Pazartesi, Nisan 15, 2019 By: Oku Arz

"İslâmiyet güneş gibidir, üflemekle sönmez"










"İslâmiyet güneş gibidir, üflemekle sönmez. Gündüz gibidir; göz yummakla gece olmaz. Gözünü kapayan, yalnız kendine gece yapar." Dün, "İslam görevini hakkı ile yapıyor." dedim kendi kendime, o nur görünmüyor gibi fakat aşikar. Sonra o güneş gibi olmalı diyince, yukarıda ki tırnak işareti içindeki söz aklıma geldi. Bediuzaman Said Nursi sözü. Evet İslam güneş gibi, öyleki insanın içindekini dışa vurduruyor, bir asa gibi hakkı batıldan ayırıyor. İslam'ı yaşamak isteyen ona teslim oluyor, hata yapan olsa da muttaki olarak helal dairesinde hidayet buluyor. İslam'a teslim olmayanlar da gün yüzü gibi aşikar oluyor. Haramı, helali birbirine karıştırıyor, haram olanları haram kabul etmeyerek kendi yüzü ortaya çıkıyor.
Birde iki yüzlüler var, İslam onların yüzünü bir müddet açmıyor, fırsat veriyor, doğruyu anlayıp tevbeyle dönüşleri için, kafirin zulmu arttıkça onların yüzü de ortaya çıkmaya başlıyor. Hatta savaş emri gerçek yüzleri tam olarak ortaya çıkarıyor. Münafık korkudan saf değiştiriyor, ya kaçıyor, ya güçlü sandığı tarafa katılıyor.
İslam olan taraf güçlü ise menfaati de varsa ikili oynamaya devam ediyor. Fakat İslam tarafını gücünü yitirmiş görünüyorsa diğer tarafa kayıyor. Muhammed ve Fetih süreleri bu konuyu beyandır. Evet, nasıl ki karanlık yerine aydınlık beyan oluyor, nasıl ki güneş ile her bir çekirdek, tohum kendi kalbindekini açıyor, İslam ile de insanların gerçek hali beyan oluyor. Aslında insanın aslını, halini bilen Allah bizi kendi yüzümüze şahit ediyor. İnkar edemeyeceğimiz bir yüzle yüzleşiyoruz . Yüzünden memnun olmayana bu dünyada salih yüz arama nasibi açılıyor fakat ahrette o geri dönüş yok. Nebe süresinde, o büyük haberi yalanlayanların, ahrette "Keşke toprak olaydım." pişmanlığı gibi....

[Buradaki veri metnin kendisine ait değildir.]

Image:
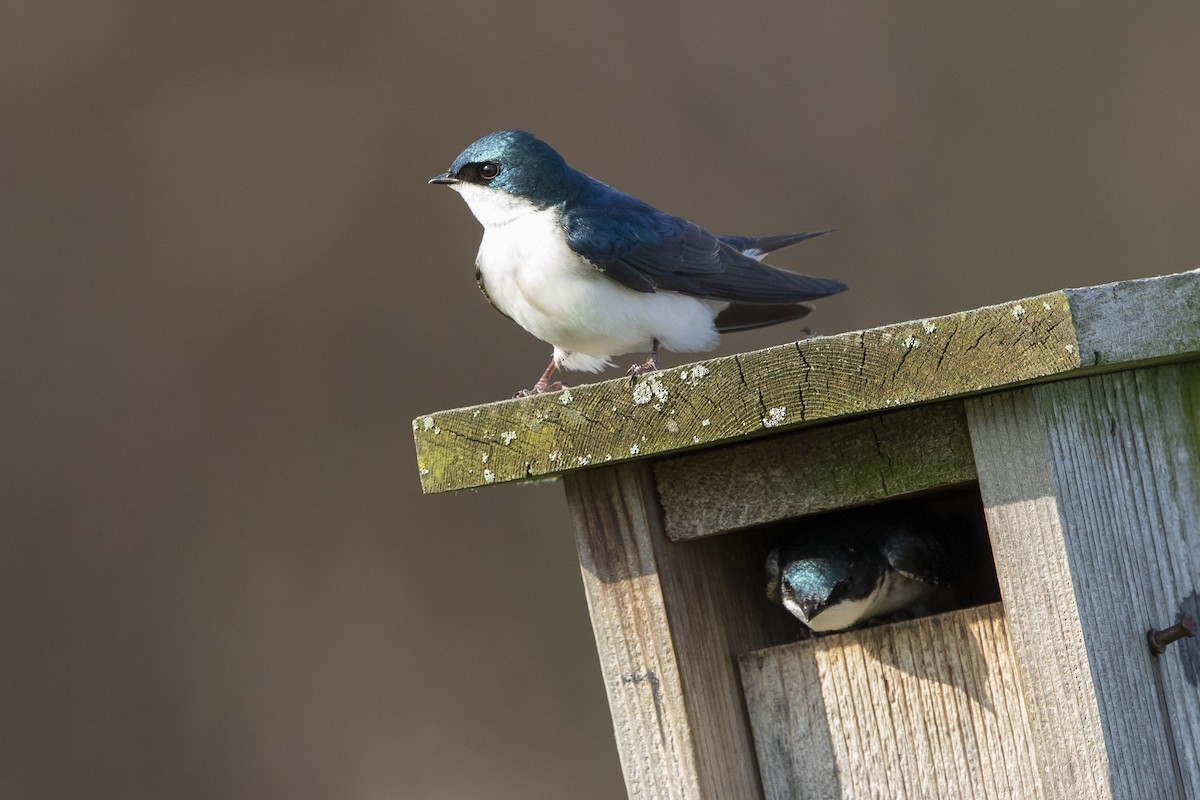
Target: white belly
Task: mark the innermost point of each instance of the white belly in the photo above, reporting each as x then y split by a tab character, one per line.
529	274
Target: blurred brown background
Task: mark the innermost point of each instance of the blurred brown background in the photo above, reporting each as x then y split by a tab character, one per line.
227	290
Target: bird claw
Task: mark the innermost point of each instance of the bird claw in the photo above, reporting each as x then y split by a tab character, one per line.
645	368
541	389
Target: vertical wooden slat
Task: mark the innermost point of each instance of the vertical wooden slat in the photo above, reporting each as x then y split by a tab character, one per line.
1013	462
1126	453
1069	511
918	709
669	620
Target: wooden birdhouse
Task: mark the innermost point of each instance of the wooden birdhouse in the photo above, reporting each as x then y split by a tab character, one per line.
1063	433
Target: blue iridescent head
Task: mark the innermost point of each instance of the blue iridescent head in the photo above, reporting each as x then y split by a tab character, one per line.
515	162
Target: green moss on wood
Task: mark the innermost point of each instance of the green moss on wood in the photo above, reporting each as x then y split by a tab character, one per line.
745	395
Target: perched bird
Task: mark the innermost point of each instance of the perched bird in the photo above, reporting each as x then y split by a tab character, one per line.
868	566
597	272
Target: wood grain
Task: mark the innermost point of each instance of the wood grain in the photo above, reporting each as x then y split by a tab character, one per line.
1078	479
669	621
819	379
919	709
816	469
1126	457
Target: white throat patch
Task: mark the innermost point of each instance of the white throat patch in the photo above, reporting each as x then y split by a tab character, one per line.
492	206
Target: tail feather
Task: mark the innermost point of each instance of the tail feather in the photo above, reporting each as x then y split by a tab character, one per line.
759	246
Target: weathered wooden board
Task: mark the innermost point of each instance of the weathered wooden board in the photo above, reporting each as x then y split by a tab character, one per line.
808	382
919	709
669	620
1091	489
815	469
1126	458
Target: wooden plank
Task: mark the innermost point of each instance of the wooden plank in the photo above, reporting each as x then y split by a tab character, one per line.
669	620
1126	458
922	709
801	383
1137	320
1068	583
817	469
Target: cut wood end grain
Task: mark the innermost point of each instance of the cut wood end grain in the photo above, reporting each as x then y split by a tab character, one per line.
792	385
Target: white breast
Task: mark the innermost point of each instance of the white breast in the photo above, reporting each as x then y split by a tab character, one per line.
532	275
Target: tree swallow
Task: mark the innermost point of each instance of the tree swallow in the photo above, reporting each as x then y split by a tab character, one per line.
868	565
597	272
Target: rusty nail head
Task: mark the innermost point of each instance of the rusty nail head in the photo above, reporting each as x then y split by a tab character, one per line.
1159	639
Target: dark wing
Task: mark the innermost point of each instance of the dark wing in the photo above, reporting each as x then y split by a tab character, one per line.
646	250
759	246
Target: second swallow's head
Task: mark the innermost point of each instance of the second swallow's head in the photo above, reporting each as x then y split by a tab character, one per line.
808	585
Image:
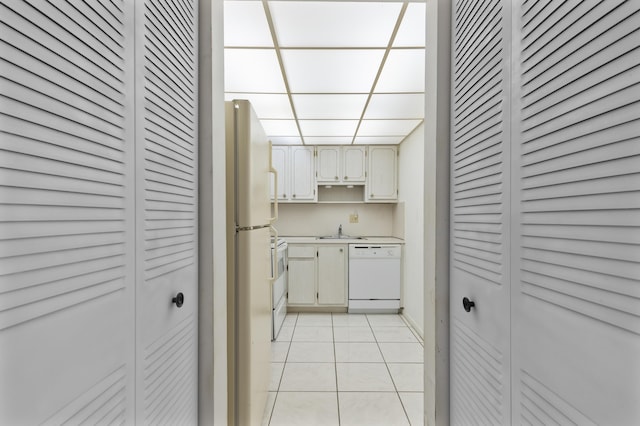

Biz her gün batımı gibi, aydınlığımız elimizden gidince hüsrana düşüyoruz. Aynı zulme uğrayınca İslam güneşinin de batıma geçtiğini zannetmemiz gibi...
Kalbimiz darmadağın fakat ümitle bekleriz. Ama bizim için batan güneş batıdan yeni bir doğuşa geçiyor. O aydınlığı bekleyenlere müjdeler açıyor ve her batan yerdeki doğuş doğu oluyor önce veya sonra fark etmez, önemli olan o aydınlık ile hangi salih iş ürettiğimizdir,hakkı ve sabrı tavsiyeleşenlerden olarak...
Ya Hû illa Hû Bakî Hû Kuddûs Hû.

"... Doğuların ve batıların Rabbine yemin olsun... " (Meâric, 70/40)
Rabbimiz iki doğununda Rabbi iki batınında Rabbi ve ayrıca erdem yüzünüzü batıya veya doğuya çevirmeniz erdem değildir, erdemin ne olduğunu da ayette (Bakara/177 bak.) bildiriyor. Doğu-Batı tezatı malesef kendi yurdumuzda dalgalarca var, dakika dakika doğan doğu, dakika dakika batan batı....
Doğu Anadolu 'da yaşayan bir çok topluluk doğudan geleni istemez mesela, batıdan gelene kucak açar, ondan gelen rüzgar yakıcı mıdır? demez kabul eder, sarılır, fakat Doğu Anadolu 'da ötekileştilmeden dolayı bilinç altına öyle işlemişki ne doğuya adapte olabiliyorlar ne batıyı içlerine sindirebiliyorlar.
 Ege' de yaşıyorum bir doğudan gelen olarak, egeli kendini batılı kabul ediyor, hatta çoğu Anadolu olduğunu dahi unutmuş. Batılıyım diyerek sevinirken, "Avrupa'nın hangi yönünde kalıyorsunuz?" diye sorunca şaşırıyorlar. Şaşırıyor, "A evet bizde onların doğusundayız." diyor. Ne tezatlar değil mi? Hangi doğu hangi batı? Doğuda korunmak yoksa, batıda nur balçıkta batıyorsa gün doğmuş gün batmış ne önemi var. Önemli olan salih işler üretmek hakkı ve sabrı tavsiyeleşmek değil mi? Kendi yurdumda dahi doğu-Batı ayrımı varken neyi sorgulayabiliriz ki? Şehirli-köylü, akraba-komşu, evsahibi-kiracı, Kürt-Türk, Laz-Çerkez. Halbuki hepsi birbirimiz ile güzel bağlar kurabilmemiz, kültür kaynaşmaları ile faydalı işler üretebilmemiz içindir. Ne zaman bu ayrılık biter, ne zaman iyiler aktif, hayatın içinde çalışırsa o vakit zalimler güç bulamaz, o vakit doğudan esen rüzgar bahar çiçeklerini açtırır.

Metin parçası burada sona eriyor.